The reason for this is my web server which sometimes gets overloaded with PHP processes which somehow run away and consume all the memory on the server.

@Hu

I've set it from BASH after the Apache process was started. Also, I had to set soft limit first and that hard because other way around was giving me error.

----------

## ferreirafm

Hi dylan, 

You have to figure out how to limit the resources consumption of your server.

Unlimit is set by shell. If you set it globally, you probably are going to have problems in writing files of other process. Limit the size of your files is not going to solve your problem. I guess that the size of your files has noting to do with your problem. Do you have such a huge files??

G'Luck 

FredLast edited by ferreirafm on Wed Sep 29, 2010 8:02 pm; edited 1 time in total

----------

## Mousee

Rather than set anything globally, or otherwise, why don't you just modify the Apache init script to include your ulimit set?
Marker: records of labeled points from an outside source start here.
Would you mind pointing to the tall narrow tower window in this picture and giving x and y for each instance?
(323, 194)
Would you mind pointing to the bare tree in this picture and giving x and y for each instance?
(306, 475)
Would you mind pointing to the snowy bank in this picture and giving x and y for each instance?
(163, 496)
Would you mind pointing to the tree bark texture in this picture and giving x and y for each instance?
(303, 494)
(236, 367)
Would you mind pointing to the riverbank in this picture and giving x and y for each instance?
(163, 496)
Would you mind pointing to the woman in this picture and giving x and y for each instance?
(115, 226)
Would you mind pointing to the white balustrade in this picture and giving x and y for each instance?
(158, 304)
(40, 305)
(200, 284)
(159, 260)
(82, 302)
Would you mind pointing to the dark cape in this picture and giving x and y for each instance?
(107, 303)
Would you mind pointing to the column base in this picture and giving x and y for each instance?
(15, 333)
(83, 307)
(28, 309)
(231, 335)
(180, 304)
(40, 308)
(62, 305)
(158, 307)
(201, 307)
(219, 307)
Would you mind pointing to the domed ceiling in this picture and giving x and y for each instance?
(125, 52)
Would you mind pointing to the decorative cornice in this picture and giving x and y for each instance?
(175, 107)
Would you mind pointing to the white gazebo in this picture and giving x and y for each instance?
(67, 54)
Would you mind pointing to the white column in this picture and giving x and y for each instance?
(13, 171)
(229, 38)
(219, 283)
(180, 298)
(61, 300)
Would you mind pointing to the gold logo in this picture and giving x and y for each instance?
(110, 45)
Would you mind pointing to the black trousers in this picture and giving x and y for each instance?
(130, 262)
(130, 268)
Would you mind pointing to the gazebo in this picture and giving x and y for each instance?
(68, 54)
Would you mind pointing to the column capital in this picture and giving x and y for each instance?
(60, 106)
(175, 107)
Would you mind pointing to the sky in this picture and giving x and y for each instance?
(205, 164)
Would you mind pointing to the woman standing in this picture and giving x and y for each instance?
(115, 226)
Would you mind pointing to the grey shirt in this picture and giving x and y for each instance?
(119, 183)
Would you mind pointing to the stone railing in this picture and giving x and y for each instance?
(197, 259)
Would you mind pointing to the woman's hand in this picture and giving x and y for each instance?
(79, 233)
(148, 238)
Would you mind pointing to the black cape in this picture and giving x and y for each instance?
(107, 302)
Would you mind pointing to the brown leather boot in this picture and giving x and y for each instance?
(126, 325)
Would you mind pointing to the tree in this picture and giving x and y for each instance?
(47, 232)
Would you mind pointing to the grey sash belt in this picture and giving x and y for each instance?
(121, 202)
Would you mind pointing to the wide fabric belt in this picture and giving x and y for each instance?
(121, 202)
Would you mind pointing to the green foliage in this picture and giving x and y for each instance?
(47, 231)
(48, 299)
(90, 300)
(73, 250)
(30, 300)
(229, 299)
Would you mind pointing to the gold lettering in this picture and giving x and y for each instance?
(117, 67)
In this way it would only affect the Apache process (and I assume children, haven't used it for Apache so I may be wrong) and nothing else.

----------

## tomk

If it's PHP that's causing you troubles you should edit the memory_limit variable in /etc/php/apache2-php5/php.ini which is the amount of memory each PHP script can use.

----------

## cach0rr0

might also be worth fiddling with MPM settings

check the comments in  /etc/apache2/modules.d/00_mpm.conf

----------